Honestly, it's too bad OJ is dead. He had extensive experience searching for the real perpetrators and could have been a great asset to Elon's search for the culprit here.
> It is extremely difficult to gracefully put your finger on the scale of an LLM, to cause it to give answers it doesn’t ‘want’ to be giving. You will be caught.
I don’t think this is true you can get very good at it with dataset selection and fine tuning or post training and xAI will get much better at it expect to there to be one or two more obvious hiccups and then for it to become extremely pro Elon and much smarter about how it presents
Plausibly those fall in the domain of changing what the LLM 'wants', which I'm interpreting as "that which, when you stop prompting with it, doesn't go away"
Disagree. Content-specific tweaks in post-training are very difficult to implement without causing large losses in the model’s general capability (“catastrophic forgetting”).
Adjusting the pre-training mixture is much more robust, but is also complex and extremely expensive to iterate on.

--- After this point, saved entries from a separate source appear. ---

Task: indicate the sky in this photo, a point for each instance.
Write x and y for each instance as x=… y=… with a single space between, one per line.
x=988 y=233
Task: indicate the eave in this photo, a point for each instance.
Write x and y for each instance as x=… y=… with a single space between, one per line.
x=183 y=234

LLMs are very ‘Chekhov’s gun” with the prompt. If you mention South Africa in the prompt, it’s probably going to work it into the answer somehow; so the snivelling approach was doomed.

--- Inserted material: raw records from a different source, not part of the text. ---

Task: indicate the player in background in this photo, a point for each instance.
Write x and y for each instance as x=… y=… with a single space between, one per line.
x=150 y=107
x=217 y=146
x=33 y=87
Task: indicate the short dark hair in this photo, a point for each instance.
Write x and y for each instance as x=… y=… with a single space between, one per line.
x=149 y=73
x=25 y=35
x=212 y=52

But, yes, the higher level issue is that someone who doesn’t know this got to push the change to production.
I have noticed that operating systems vendors vs multi layer online games have rather different cultures on how much testing you ought to do before you push to production. Maybe twitter is just lax here.
It's pretty incredible that a monstrous behemoth like Microsoft doesn't break hardly any of my software every time they do an update. Genuinely impressive
It's pretty funny that xAI isn't actually denying that Musk did it. Everything about their explanation seems completely consistent with that hypothesis.
"Just to be sure before we go public with this message. The comms team didn't authorize Elon to do this, right? So technically he is an unauthorized person?"
When I was at a certain FAANG company, as late as last year, there was an emergency override to bypass code review and deploy code to billions of people within minutes, after only a basic automated smoke test. This didn’t even trigger an audit or anything. Few people seemed to be aware of it and I never heard of it causing any problems. I’m not sure whether this should increase or decrease my credence in the second rogue employee! Increase because lax procedures can endure even in a mature, high-stakes megacorp. Decrease because nobody used it for mischief although way more people had the opportunity.
I don't know why people are saying, come on Twitter AI team, do better, be transparent, etc, ie treating them like they are good guys who made errors. They have demonstrated that their AI is here to push misinformation and right-wing opinions, while talking about transparency and truth. These obvious cases are just the obvious ones. It is time to treat Twitter's AI team as an enemy.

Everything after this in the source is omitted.